// the find
introlab/rtabmap
RTAB-Map library and standalone application
RTAB-Map is a graph-based SLAM library that does real-time appearance-based loop closure detection for 3D mapping. It runs standalone or as a ROS/ROS2 node and targets robotics use cases: building dense point clouds and occupancy grids from RGB-D, stereo, or lidar sensors. If you're building a robot that needs to know where it is and what its environment looks like, this is one of the few mature C++ options that isn't tied to a specific sensor vendor.

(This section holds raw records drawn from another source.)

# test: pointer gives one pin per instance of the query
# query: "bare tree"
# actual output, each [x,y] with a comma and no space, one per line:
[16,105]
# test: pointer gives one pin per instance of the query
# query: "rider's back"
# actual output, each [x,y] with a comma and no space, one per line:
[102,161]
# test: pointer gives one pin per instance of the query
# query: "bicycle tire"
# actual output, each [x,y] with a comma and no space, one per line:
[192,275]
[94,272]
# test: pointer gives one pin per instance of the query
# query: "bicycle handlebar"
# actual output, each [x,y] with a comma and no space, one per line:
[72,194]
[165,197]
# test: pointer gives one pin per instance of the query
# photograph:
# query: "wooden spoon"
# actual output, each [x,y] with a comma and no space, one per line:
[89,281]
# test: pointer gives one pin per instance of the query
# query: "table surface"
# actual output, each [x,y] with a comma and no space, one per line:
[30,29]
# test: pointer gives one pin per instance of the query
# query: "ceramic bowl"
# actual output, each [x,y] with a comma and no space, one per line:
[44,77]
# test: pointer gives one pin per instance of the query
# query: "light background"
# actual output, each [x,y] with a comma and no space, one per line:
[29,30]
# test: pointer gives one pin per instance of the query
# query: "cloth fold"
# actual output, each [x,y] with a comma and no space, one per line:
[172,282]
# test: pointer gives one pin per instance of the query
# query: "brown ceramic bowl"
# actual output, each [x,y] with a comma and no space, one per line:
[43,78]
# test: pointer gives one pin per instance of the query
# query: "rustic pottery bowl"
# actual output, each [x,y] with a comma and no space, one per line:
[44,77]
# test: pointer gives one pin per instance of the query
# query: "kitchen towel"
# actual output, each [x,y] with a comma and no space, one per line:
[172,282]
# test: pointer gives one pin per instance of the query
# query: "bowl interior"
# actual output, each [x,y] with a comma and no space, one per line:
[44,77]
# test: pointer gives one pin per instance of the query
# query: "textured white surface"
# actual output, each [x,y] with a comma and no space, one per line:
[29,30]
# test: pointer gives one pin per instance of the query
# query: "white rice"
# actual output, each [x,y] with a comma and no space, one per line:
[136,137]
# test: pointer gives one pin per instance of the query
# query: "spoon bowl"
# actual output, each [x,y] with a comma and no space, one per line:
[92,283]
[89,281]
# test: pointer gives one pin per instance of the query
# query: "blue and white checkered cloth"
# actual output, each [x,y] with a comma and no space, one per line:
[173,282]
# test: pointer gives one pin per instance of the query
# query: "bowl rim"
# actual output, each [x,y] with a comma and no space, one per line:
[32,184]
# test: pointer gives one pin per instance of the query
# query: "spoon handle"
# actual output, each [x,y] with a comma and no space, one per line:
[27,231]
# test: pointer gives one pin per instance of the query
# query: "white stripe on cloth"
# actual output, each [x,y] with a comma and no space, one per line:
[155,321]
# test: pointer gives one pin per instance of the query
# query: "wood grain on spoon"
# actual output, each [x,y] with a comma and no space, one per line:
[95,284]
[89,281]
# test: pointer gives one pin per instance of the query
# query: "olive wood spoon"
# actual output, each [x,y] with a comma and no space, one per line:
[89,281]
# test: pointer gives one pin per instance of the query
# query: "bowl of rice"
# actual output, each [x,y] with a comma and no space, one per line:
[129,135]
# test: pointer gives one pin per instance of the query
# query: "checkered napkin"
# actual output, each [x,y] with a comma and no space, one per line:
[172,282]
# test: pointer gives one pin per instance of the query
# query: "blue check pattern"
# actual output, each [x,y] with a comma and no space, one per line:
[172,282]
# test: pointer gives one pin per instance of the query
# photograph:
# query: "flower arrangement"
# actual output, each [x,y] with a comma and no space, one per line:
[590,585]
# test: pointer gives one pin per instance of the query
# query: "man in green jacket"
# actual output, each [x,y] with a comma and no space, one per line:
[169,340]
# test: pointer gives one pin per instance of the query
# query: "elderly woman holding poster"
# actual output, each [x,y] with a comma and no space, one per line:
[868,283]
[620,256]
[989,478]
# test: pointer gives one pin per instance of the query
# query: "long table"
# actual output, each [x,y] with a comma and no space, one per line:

Active maintenance across ROS Noetic, Humble, Jazzy, Kilted, and Rolling simultaneously — that's genuinely unusual for a C++ robotics project. Cross-platform CI on Linux, macOS, and Windows, plus Docker images and devcontainer configs for every major Ubuntu distro, which makes getting a working build environment much less painful than most robotics software. Mobile support (Android via ARCore, iOS) goes further than most SLAM libraries bother. The loop closure detection architecture separates the memory manager from the detection algorithm, which makes the approach scale to large environments without blowing RAM.
Dependency hell is real: building from source requires OpenCV, PCL, libpointmatcher, g2o, GTSAM, and optionally a dozen more, and version compatibility between them is your problem. The standalone GUI is functional but shows its academic origins — not something you'd ship to end users. Documentation lives partly on the wiki, partly in papers, and partly in forum answers, so understanding the tuning parameters (and there are many) requires cross-referencing all three. The Android app still references Project Tango, a platform Google killed in 2017, which suggests parts of the mobile codebase are in maintenance limbo.